In a nutshell he seems to be claiming:

The EU version is perfect for the EU where there are no laws limiting range or when the REX turns on. Magically, he claims the US version is also completely perfect despite being neutered by restrictions.

He’s marketing. I get it. They want customers to choose between very low battery range PHEV’s (that are too short in range to really be worth it) and a long battery range with a REX that they admit is much more limited than a true PHEV. I get what they are trying to sell, I just don’t have to buy into it.

Their PHEV’s need more battery range for the battery to be worth it, and their REX needs more engine/range for the REX to be worth it.

I had high hopes for BMW’s next generation, but it might be a bit premature to expect to much yet. It might take a little bit for them to get where I wished they were already.

Drove my i3 Rex on a 180 mile trip this weekend in 4 degree F weather at (mostly) 70 mph. I used a DCFC and a L2 240V charger and a single ~2 gallon tank of gas.

The Rex works great BUT my car is coded back to original euro-spec instead of the inferior US-spec (which is trivial to do). I can turn on the Rex at any point below 75% percent. It is clear the car is capable even with the tiny scooter engine as it held the charge in that extreme cold weather at 70 mph.

I would have never tried this trip if I had left it in US-spec where the Rex only comes on at 6% charge.

I need the hack where can I find please? New 2015 REX owner in Atlanta. Thanks

Doug – the hack is available from here:

I’ve had this in my US REX now since May 2015 and it works great.

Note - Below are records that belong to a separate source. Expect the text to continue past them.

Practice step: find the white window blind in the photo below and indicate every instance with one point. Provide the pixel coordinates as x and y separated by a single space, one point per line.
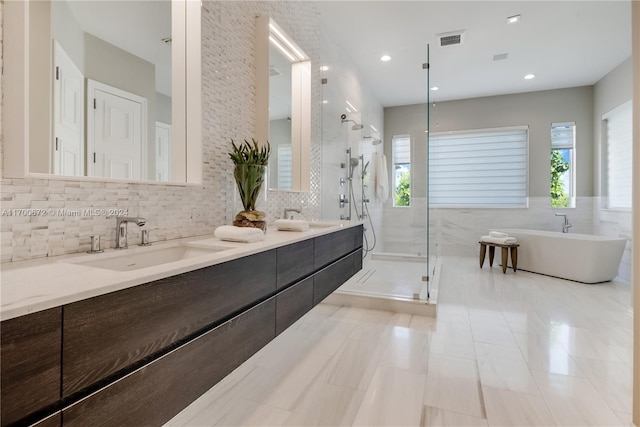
401 150
562 135
619 136
480 168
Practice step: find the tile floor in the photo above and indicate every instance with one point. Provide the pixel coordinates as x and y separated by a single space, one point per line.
505 350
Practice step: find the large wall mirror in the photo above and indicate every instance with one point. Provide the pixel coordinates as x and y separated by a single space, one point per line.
283 98
113 89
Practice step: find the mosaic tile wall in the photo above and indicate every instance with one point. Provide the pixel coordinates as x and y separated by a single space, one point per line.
228 93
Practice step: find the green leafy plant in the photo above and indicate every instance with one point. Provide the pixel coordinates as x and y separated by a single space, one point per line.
250 160
403 191
559 199
250 153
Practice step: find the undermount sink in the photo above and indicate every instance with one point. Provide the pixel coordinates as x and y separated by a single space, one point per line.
135 259
322 224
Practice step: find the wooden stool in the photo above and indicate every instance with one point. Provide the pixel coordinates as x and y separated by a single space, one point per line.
505 254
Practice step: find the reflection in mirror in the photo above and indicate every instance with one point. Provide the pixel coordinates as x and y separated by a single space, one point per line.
283 96
101 77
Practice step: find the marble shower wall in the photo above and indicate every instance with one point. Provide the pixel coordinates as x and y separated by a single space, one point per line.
228 94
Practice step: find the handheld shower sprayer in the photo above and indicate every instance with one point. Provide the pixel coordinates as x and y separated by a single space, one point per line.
356 126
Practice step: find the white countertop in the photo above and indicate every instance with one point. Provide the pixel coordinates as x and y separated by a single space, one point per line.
36 285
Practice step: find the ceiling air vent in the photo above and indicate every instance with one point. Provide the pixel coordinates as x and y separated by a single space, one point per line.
273 71
452 38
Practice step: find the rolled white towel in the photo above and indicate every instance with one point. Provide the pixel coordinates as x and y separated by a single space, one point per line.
499 240
232 233
291 224
499 234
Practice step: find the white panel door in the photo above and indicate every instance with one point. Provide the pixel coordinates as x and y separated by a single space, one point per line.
116 132
163 151
68 115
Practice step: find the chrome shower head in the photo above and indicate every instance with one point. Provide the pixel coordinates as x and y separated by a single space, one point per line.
356 126
373 140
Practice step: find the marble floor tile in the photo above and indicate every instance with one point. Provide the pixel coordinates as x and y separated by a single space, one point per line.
422 323
580 342
498 336
439 417
504 368
613 380
296 380
516 349
508 408
327 405
544 353
406 349
394 398
354 364
574 401
453 384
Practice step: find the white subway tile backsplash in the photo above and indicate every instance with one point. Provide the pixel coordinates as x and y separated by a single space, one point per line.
228 93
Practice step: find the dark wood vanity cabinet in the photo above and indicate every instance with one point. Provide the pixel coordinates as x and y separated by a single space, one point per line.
161 389
111 332
30 364
140 355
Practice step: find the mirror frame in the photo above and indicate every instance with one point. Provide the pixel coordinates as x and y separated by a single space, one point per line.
186 110
300 114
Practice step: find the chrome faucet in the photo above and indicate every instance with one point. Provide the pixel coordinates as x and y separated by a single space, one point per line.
287 210
565 225
121 229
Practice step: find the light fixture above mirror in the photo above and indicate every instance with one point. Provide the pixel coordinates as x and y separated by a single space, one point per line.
283 103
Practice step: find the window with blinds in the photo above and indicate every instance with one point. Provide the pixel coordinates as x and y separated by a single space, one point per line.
479 168
401 157
563 142
617 126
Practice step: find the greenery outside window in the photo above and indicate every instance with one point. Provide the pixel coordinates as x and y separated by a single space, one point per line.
401 152
563 142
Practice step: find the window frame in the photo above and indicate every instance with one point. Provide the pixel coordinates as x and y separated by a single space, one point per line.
489 205
572 161
394 138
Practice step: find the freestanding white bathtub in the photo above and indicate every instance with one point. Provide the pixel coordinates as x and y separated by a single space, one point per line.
580 257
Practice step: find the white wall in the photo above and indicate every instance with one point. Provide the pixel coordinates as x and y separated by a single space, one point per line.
612 90
342 84
228 93
456 231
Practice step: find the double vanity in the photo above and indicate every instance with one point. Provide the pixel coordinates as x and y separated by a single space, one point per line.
132 337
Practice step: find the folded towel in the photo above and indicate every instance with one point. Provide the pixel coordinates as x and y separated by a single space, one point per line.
499 234
291 225
232 233
499 240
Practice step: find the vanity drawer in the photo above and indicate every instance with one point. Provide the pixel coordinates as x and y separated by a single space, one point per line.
333 276
333 246
30 363
293 303
155 393
294 262
109 333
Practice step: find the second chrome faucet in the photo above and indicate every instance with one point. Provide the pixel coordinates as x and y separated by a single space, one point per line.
121 229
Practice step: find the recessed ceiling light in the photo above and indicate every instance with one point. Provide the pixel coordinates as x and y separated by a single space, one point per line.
513 19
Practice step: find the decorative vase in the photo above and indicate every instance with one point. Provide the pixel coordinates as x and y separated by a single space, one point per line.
249 179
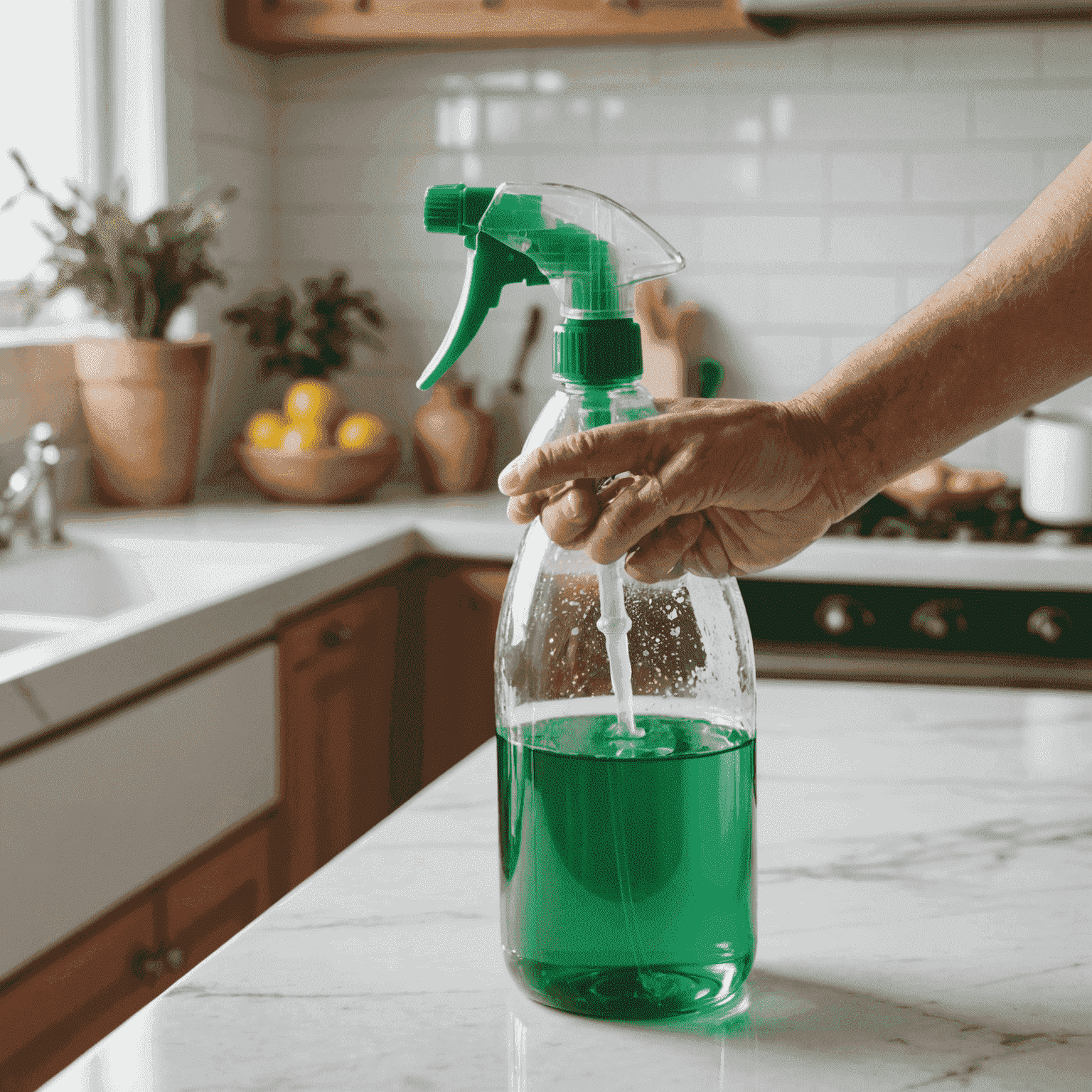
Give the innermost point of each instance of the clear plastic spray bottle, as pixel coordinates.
(625, 711)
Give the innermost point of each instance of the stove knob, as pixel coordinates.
(839, 615)
(1047, 623)
(938, 619)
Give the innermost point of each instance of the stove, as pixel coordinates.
(1000, 519)
(981, 597)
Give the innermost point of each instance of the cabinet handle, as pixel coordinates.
(148, 965)
(334, 637)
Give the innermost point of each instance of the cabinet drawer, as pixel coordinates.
(61, 1010)
(95, 816)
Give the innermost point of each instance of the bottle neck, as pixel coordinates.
(601, 405)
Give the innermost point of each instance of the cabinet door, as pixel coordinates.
(336, 678)
(210, 902)
(55, 1012)
(461, 615)
(97, 815)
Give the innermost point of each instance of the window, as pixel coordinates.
(50, 106)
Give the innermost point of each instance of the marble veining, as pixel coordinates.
(925, 882)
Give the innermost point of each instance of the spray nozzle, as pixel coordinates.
(456, 210)
(589, 248)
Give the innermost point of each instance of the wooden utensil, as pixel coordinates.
(666, 333)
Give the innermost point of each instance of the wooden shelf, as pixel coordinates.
(301, 26)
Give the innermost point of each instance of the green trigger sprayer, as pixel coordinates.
(589, 248)
(625, 711)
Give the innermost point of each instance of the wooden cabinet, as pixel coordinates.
(73, 995)
(461, 614)
(316, 26)
(356, 739)
(336, 684)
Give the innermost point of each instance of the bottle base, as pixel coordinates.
(631, 992)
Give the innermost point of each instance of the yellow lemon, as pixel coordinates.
(360, 432)
(301, 436)
(266, 429)
(314, 400)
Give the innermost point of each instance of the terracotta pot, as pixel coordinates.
(142, 400)
(452, 440)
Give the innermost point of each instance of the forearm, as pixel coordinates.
(1012, 329)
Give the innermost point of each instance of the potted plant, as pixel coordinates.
(314, 451)
(142, 395)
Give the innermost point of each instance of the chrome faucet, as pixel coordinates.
(32, 491)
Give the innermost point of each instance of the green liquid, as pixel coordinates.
(627, 882)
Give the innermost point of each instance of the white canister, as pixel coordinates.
(1057, 472)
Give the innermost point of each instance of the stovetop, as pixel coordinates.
(1000, 519)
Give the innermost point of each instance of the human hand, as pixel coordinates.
(724, 486)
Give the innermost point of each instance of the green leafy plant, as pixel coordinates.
(136, 273)
(310, 338)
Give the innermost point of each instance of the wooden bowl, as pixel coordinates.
(326, 476)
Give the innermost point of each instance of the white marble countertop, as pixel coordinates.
(925, 920)
(226, 570)
(220, 574)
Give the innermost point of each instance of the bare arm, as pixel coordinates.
(737, 486)
(1012, 329)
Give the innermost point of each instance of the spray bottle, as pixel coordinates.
(625, 711)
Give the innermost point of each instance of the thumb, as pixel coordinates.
(597, 454)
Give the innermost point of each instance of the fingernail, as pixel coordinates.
(509, 475)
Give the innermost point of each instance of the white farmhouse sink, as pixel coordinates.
(81, 581)
(48, 592)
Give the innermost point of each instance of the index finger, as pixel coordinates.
(599, 454)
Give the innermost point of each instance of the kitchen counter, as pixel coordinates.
(925, 865)
(224, 572)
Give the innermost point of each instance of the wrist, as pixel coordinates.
(828, 451)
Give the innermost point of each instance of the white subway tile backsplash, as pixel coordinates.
(869, 59)
(924, 285)
(956, 56)
(761, 240)
(1055, 161)
(841, 346)
(592, 70)
(741, 118)
(866, 177)
(1067, 53)
(778, 366)
(228, 116)
(562, 120)
(1061, 112)
(732, 65)
(684, 232)
(709, 178)
(876, 116)
(851, 171)
(338, 240)
(978, 175)
(727, 299)
(987, 226)
(650, 119)
(350, 124)
(776, 178)
(793, 177)
(894, 240)
(831, 299)
(626, 178)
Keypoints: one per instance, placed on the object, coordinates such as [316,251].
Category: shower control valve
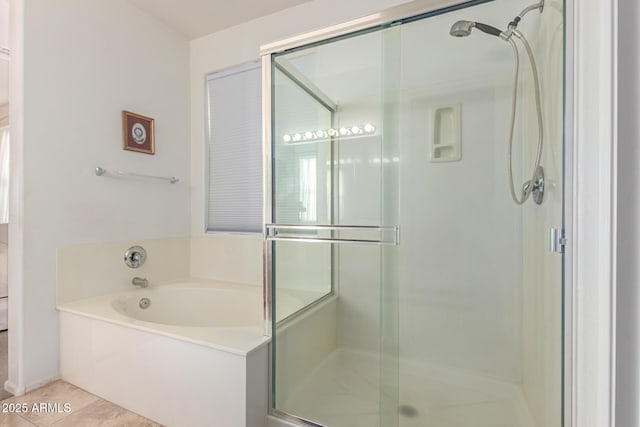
[135,256]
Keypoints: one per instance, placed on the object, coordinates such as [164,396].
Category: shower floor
[343,392]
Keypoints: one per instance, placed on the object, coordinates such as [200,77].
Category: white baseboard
[40,383]
[13,388]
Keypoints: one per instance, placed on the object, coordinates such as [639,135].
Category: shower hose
[528,186]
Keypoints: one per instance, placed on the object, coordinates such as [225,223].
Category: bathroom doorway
[4,191]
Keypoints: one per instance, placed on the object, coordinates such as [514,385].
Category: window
[235,150]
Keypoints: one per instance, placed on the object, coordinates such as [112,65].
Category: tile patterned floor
[82,409]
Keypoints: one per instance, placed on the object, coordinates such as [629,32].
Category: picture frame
[138,133]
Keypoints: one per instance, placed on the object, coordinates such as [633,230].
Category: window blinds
[235,150]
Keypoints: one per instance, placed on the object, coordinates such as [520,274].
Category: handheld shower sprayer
[463,29]
[535,185]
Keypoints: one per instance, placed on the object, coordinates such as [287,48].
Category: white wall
[78,64]
[542,278]
[628,297]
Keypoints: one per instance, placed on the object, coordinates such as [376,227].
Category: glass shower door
[334,180]
[459,322]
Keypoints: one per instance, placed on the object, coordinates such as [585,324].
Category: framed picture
[137,133]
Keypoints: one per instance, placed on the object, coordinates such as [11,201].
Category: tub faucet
[140,281]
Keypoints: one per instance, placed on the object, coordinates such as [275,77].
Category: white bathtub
[196,356]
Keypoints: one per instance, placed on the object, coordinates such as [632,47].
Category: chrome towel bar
[102,171]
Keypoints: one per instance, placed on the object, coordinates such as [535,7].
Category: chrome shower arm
[539,6]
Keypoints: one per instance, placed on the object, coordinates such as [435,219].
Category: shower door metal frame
[416,10]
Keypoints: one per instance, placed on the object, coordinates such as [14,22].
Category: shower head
[463,29]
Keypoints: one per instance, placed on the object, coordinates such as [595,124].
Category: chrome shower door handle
[363,234]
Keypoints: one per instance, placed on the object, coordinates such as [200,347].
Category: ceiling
[196,18]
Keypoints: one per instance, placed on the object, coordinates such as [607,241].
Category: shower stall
[406,284]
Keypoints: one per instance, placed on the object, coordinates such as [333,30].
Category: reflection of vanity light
[321,134]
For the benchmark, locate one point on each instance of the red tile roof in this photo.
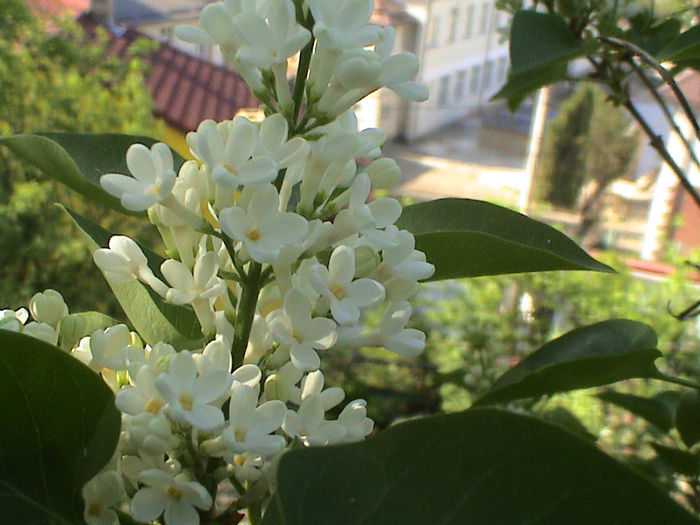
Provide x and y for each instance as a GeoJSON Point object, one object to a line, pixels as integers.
{"type": "Point", "coordinates": [185, 89]}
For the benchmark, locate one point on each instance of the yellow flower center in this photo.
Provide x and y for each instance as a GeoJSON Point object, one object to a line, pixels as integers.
{"type": "Point", "coordinates": [186, 400]}
{"type": "Point", "coordinates": [153, 405]}
{"type": "Point", "coordinates": [173, 493]}
{"type": "Point", "coordinates": [338, 290]}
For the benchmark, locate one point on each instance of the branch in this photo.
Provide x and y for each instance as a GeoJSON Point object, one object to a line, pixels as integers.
{"type": "Point", "coordinates": [658, 145]}
{"type": "Point", "coordinates": [652, 89]}
{"type": "Point", "coordinates": [650, 60]}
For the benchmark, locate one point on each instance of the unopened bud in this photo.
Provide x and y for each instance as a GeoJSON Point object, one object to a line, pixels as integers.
{"type": "Point", "coordinates": [366, 261]}
{"type": "Point", "coordinates": [48, 307]}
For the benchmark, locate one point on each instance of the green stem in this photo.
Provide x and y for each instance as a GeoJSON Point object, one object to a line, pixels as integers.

One (annoying) caveat – my i3 went in to the dealer recently to have a reported fault corrected. The software appears to have been upgraded and the ‘Range extender’ option no longer appears in the settings menu.

I can’t recall if this is as it was when I received the car and will need to check if the hack is compatible with the current software version.

I’d double check that before spending money on the hack yourself.